AEA, LNEA, LEA, PEA, OEA, SEA → m/z 62 relative to the protonated ethanolamine moiety.

2AG → m/z 287 relative to glycerol neutral loss.

ODA, ADA → m/z 154 relative to the protonated dopamine moiety.

A5HT, O5HT, Pal5HT → m/z 160 relative to the protonated dehydroxy-5HT moiety.

ASer → m/z 106 relative to the protonated serine moiety.

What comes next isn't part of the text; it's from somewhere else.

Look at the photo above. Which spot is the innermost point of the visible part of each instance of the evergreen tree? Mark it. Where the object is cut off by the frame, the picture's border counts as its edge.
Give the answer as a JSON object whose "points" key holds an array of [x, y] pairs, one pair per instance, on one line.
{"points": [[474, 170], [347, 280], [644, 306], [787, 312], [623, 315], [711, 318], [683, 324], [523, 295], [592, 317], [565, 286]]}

AGly, OGly, PalGly → m/z 76 relative to the protonated glycine moiety.

2.7. Data Evaluation

Data acquisition and processing were performed using Analyst®1.6.2 and MultiQuant®2.1.1 software (Sciex, Darmstadt, Germany), respectively. Calculations for validation assessment, which includes linearity, precision, accuracy, sensibility, recovery, and stability, were performed using Microsoft Office Excel 2013.

2.8. Validation Procedure

Assay validation was carried out in accordance with the recommendations endorsed by Food and Drugs Administration (FDA) guidelines referring to drugs and non-endogenous compounds [51], and specific issues for endogenous compounds [52] were addressed. A full validation was performed in the analyte-free SM and the following parameters were assessed: linearity, precision and accuracy, sensitivity in terms of limits of detection (LODs) and limits of quantitation (LOQs), specificity, recovery, matrix effect, and stability. Additionally, the described method was partially validated in serum and urine. Surrogate analyte-free matrix (i.e., water and/or appropriate buffer) are usually used for the preparation of CS and QC in the method validation of endogenous compounds to overcome the lack of analyte-free matrix [52]. For this reason, to avoid the interference of endogenous analytes, linearity, slope, recovery, and the influence of matrix effect were obtained by spiking serum and urine with ISs at the same concentration levels (see Section 2.4.2), whereas LOD and LOQ evaluation was achieved on PBS.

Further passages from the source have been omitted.